About Julia’s art

Julia Ross - artistI was born and brought up in the pleasant, though unremarkable countryside of Northamptonshire. Introduced to Art by my artist and teacher father, Hubert Pack, I learned to explore places and objects through a fascination with drawing from an early age. The search for the right mark, the feel of the pencil, pen or paint and the emotion stirred by the view or object often being more important than the final image.

Summer: Renishaw Gardens; oil and ink on canvas
Summer: Renishaw Gardens; oil and ink on canvas

My formal Art education was mainly at Bretton Hall College. Architecture, landscape and rhythms of the seasons influence my interest in the constant change and patina of my surroundings. I find a sense of quietness and serenity in observing the small changes and weathering of life, which gives an honest beauty to things rather than making them pretty, brash or garish.

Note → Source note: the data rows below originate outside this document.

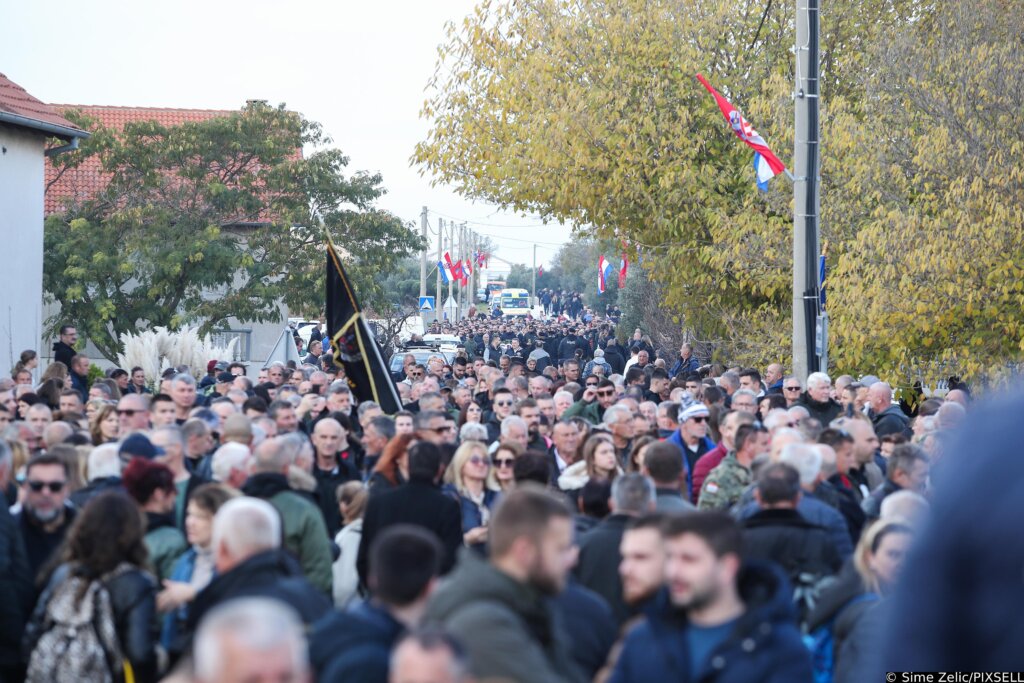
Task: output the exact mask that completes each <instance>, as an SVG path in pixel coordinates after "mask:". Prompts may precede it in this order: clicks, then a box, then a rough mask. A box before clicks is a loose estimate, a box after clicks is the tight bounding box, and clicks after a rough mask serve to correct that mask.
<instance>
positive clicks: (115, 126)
mask: <svg viewBox="0 0 1024 683" xmlns="http://www.w3.org/2000/svg"><path fill="white" fill-rule="evenodd" d="M53 106H54V108H56V109H57V110H58V111H59V112H61V113H63V112H71V111H76V112H81V113H82V114H84V115H86V116H88V117H89V118H90V119H94V120H95V121H97V122H98V123H100V124H101V125H102V126H104V127H106V128H112V129H114V130H121V129H122V128H124V126H125V124H127V123H131V122H135V121H156V122H157V123H159V124H161V125H163V126H180V125H181V124H183V123H190V122H197V121H206V120H208V119H214V118H217V117H223V116H230V115H231V114H236V113H237V112H234V111H231V110H182V109H154V108H144V106H102V105H94V104H53ZM109 181H110V174H109V173H104V172H103V171H102V168H101V165H100V163H99V159H97V158H96V157H91V158H89V159H87V160H86V161H85V162H83V163H82V165H81V166H79V167H78V168H74V169H69V170H67V171H66V172H65V173H63V175H61V176H60V177H59V178H57V173H56V170H55V169H54V168H53V166H52V165H51V164H50V163H49V160H47V164H46V198H45V206H44V211H45V214H46V215H47V216H49V215H50V214H52V213H59V212H60V211H62V210H63V207H65V205H66V203H67V202H68V200H73V201H76V202H77V201H84V200H87V199H90V198H92V197H94V196H95V195H96V194H97V193H99V190H100V189H102V188H103V187H104V186H105V185H106V183H108V182H109Z"/></svg>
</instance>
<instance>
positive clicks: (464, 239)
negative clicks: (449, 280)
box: [459, 223, 470, 315]
mask: <svg viewBox="0 0 1024 683" xmlns="http://www.w3.org/2000/svg"><path fill="white" fill-rule="evenodd" d="M468 231H469V228H468V227H467V226H466V223H463V224H462V226H461V227H460V229H459V260H461V261H462V271H463V273H464V276H463V281H464V282H465V283H466V285H465V286H464V287H463V286H460V287H459V314H460V315H465V308H464V306H465V305H466V288H467V287H469V286H470V282H469V278H466V276H465V272H466V262H467V261H469V259H468V258H467V257H466V233H467V232H468Z"/></svg>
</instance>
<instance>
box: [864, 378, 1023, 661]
mask: <svg viewBox="0 0 1024 683" xmlns="http://www.w3.org/2000/svg"><path fill="white" fill-rule="evenodd" d="M970 410H971V413H970V415H971V420H970V432H969V433H959V434H955V435H954V438H953V441H952V443H951V446H950V447H949V450H944V452H945V453H946V454H948V455H947V456H946V459H944V460H941V461H939V462H938V463H937V464H936V465H935V467H934V468H933V479H932V480H933V482H934V484H935V486H934V490H935V495H934V496H933V497H932V500H933V501H934V507H933V508H932V515H931V519H930V520H929V521H928V522H927V523H926V525H925V528H924V531H923V533H922V535H921V537H920V538H919V539H918V540H916V542H915V545H914V548H913V549H912V550H911V552H910V555H909V556H908V557H907V560H906V565H905V566H904V567H903V569H902V571H901V572H900V573H901V577H902V579H901V580H900V583H899V584H898V585H897V587H896V590H895V591H894V593H893V597H892V600H893V605H892V612H891V614H892V617H891V618H890V620H889V624H888V627H889V628H888V630H887V632H888V635H887V636H885V637H884V639H883V641H882V642H884V643H885V651H886V655H887V656H886V663H885V666H886V667H898V668H896V669H882V670H881V671H882V673H885V672H889V671H1017V670H1019V669H1020V668H1021V661H1022V656H1021V643H1024V620H1022V618H1021V613H1020V612H1021V605H1022V604H1024V582H1022V581H1021V567H1024V537H1022V536H1021V520H1022V519H1024V497H1022V496H1021V486H1020V482H1021V481H1024V458H1021V445H1020V443H1021V439H1020V431H1021V427H1020V423H1021V417H1020V416H1021V411H1024V395H1022V394H1021V393H1019V392H1018V393H1017V394H1016V395H1014V396H1013V397H1011V398H1007V397H1005V396H1002V397H999V398H997V399H996V400H995V401H989V402H987V403H985V402H979V403H975V404H973V405H972V407H971V409H970ZM957 456H959V457H957ZM894 638H895V639H896V640H894Z"/></svg>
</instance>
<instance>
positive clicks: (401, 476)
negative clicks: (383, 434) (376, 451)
mask: <svg viewBox="0 0 1024 683" xmlns="http://www.w3.org/2000/svg"><path fill="white" fill-rule="evenodd" d="M414 443H416V434H397V435H395V437H394V438H392V439H391V440H390V441H388V442H387V445H385V446H384V452H383V453H382V454H381V457H380V458H379V459H378V460H377V465H375V466H374V473H373V474H372V475H371V476H370V481H369V482H367V484H368V485H369V486H370V493H371V494H379V493H381V492H382V490H390V489H392V488H395V487H397V486H400V485H401V484H403V483H406V482H407V481H409V450H410V449H412V447H413V444H414Z"/></svg>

My Christian faith is important in how I see the world and how I respond through my Artwork. Hugh Lorimer commented that ‘what the artist is expressing is not himself but his response to the external continuing process of Creation.’ My work does not aim to ‘copy’ so much as to develop qualities from my observations into something that has its own aesthetic life. For this reason I often layer work with different images from a place, working backwards and forwards through a piece as I seek the mark, colour, contrast, line or space that best expresses my response.

I find a resonance in the Japanese concept of wabi-sabi, where the aesthetics of imperfection, patina and understated elegance are more pleasing, interesting and revealing of structure and process than the qualities of perfection, surface and finish.

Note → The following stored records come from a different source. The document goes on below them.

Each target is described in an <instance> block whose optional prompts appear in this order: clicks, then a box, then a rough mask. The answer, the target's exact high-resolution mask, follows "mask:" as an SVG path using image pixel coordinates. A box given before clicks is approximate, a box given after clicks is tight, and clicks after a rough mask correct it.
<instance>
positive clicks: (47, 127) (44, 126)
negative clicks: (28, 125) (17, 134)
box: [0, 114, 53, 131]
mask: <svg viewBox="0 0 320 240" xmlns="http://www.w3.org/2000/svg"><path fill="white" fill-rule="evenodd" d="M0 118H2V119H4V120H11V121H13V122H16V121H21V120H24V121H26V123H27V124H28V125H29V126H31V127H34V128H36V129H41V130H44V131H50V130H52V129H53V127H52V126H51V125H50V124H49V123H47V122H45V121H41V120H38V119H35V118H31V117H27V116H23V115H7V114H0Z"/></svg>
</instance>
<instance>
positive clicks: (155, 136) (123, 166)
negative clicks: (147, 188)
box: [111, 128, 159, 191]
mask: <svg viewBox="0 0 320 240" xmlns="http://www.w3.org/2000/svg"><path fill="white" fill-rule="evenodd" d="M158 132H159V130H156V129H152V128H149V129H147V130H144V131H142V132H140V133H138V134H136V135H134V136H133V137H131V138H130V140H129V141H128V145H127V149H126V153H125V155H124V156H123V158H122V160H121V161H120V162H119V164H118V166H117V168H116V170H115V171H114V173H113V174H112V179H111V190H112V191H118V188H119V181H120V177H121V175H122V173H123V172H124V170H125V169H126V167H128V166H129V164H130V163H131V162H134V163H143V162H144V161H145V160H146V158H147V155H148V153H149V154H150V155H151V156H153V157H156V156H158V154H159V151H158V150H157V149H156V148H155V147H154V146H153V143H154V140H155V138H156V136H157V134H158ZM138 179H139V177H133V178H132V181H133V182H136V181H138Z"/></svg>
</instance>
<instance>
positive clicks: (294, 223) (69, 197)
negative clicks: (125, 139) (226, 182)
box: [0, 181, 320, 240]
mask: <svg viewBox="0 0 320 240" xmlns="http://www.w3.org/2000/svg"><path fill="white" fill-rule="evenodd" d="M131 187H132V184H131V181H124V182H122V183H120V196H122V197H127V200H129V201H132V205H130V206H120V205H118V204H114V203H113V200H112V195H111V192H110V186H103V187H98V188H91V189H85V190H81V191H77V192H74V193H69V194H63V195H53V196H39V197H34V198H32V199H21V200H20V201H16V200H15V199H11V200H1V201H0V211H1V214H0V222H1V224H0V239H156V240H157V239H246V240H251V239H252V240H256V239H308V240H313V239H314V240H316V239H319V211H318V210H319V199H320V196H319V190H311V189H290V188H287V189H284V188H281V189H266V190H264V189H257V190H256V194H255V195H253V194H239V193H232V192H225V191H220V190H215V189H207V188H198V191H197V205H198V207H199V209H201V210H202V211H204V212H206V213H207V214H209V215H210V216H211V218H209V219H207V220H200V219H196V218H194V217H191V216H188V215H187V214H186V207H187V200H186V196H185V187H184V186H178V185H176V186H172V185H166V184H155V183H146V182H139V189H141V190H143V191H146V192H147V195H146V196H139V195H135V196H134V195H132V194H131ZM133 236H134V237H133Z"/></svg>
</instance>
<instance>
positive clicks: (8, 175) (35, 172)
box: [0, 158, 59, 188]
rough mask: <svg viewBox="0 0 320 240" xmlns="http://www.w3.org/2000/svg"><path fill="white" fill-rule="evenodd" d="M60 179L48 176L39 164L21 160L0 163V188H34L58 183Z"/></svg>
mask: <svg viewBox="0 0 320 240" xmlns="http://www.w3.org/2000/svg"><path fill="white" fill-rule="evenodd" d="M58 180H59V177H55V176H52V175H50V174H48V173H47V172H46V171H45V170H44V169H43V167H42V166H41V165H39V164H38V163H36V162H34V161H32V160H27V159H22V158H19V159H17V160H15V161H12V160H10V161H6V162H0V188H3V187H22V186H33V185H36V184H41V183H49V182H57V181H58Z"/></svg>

I love looking at Art and have been influenced by many, many artists from Paul Cezanne and John Piper in student days to Andrew Wyeth and Anselm Kiefer and more recently Kurt Jackson and Michael Honnor. Kiefer’s Palmsonntag at the Baltic was something I could have looked at forever. The textures, muted tones and layered collage of the individual pieces were infinitely fascinating and made a very powerful installation with the huge palm tree spread across the floor.

Much of my recent work I have termed ‘Poems of Place’ in that I aim to find a succinct expression for all the qualities, experience and emotion of a place. My sources have to have something special, but that doesn’t have to be anything spectacular; an afternoon in the sun in the garden, rain on a window, seaweed on the beach are what I want to connect with through Art. Whilst I love majestic and magnificent places such as the Canadian Rockies or the Grand Canyon it is the texture of the local cornfield or the weathering of a doorway that inspire my work. The sense of seeking out and finding something ‘beautiful’ in the everyday and expressing it in a mark was a quality I sought to explore with students through teaching Art; why copy the already beautiful when you can add to the aesthetics of the world by finding and making something that adds to that aesthetic?

I currently live, work and dog walk in Nottinghamshire, another unremarkable but infinitely interesting and beautiful place.